La crítica de Tocqueville al Estado es que puede fomentar el individualismo que no es otra cosa que la libertad de los satisfechos. El individuo, aunque la ley le califique de ciudadano, puede llegar a ser un animal vigilado que tiene sus necesidades satisfechas. En este sentido, el filósofo Richard Rorty hablaba de nihilismo alegre, con una defensa de la libertad con ausencia de criterios morales.

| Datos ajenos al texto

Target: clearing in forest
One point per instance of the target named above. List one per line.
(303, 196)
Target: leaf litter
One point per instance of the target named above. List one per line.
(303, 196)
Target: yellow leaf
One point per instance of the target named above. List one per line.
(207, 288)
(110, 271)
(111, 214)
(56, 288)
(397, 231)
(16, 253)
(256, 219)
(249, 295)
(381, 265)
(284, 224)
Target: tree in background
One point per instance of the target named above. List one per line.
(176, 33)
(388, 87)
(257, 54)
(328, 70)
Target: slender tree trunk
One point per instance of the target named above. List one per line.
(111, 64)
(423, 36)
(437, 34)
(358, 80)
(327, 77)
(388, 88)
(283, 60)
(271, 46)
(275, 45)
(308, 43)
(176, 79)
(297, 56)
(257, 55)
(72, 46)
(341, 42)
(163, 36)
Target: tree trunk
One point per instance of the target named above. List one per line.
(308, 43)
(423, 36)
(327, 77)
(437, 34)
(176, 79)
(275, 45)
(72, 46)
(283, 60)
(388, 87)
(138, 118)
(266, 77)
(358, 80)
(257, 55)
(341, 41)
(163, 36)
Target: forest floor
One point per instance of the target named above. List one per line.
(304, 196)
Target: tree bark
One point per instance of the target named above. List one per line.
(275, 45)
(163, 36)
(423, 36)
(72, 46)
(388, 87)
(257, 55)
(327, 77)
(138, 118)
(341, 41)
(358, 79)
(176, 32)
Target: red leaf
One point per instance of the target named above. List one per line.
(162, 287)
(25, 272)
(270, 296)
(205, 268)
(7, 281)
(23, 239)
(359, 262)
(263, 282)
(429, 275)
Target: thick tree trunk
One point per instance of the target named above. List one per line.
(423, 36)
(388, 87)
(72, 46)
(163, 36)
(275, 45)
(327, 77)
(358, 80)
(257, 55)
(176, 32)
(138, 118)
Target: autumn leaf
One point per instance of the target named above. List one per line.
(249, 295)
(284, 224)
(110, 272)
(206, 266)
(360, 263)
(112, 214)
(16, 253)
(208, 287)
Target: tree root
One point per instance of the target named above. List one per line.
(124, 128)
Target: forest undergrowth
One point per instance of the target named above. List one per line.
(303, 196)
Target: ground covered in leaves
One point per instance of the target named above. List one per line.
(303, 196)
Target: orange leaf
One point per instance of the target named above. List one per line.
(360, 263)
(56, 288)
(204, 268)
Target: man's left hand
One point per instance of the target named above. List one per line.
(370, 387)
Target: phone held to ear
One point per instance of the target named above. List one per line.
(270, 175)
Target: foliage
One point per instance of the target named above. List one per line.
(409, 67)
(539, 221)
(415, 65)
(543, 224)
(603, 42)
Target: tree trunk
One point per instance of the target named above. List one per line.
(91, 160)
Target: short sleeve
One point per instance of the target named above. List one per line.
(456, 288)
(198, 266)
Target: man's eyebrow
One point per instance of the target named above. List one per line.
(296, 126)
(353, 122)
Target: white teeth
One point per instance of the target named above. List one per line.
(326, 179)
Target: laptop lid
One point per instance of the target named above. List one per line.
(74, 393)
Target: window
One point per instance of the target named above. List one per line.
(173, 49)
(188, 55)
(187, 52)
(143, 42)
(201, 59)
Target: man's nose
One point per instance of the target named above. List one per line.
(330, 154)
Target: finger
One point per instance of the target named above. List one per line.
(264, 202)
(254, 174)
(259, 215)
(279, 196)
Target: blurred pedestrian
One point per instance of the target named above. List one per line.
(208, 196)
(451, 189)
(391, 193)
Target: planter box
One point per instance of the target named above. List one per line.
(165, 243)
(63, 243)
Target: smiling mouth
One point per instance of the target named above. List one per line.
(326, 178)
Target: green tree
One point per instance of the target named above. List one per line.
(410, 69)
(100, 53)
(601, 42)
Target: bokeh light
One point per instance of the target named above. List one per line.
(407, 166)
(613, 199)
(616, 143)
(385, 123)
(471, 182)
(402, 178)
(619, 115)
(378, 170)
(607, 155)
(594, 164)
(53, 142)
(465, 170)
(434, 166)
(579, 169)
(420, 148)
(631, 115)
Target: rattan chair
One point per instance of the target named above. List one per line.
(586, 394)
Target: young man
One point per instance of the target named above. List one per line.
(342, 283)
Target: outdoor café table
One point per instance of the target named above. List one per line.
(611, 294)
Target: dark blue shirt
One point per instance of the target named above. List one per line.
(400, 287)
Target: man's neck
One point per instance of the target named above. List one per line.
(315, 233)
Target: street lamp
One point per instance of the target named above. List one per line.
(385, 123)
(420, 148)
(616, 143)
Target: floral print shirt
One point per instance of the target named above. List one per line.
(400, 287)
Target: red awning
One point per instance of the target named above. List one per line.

Dejamos nuevamente la palabra a Tocqueville: “¿Qué me importa, después de todo, que exista una autoridad siempre preocupada en que disfrute tranquilamente de mis placeres, y que se ocupe de despejar los peligros de mi camino, si esa autoridad , que al mismo tiempo que aparta de mi camino las menores espinas, es dueña absoluta de mi libertad y mi vida, si monopoliza la libertad y la existencia hasta tal punto que es preciso que todo languidezca a su alrededor cuando ella languidece, que todo duerma cuando ella duerme, que todo perezca si ella muere?”.
Tocqueville subrayó que el individualismo puede ser un gran aliado del totalitarismo, aunque ese totalitarismo sea “blando”, el más adecuado para una sociedad poco madura e infantilizada.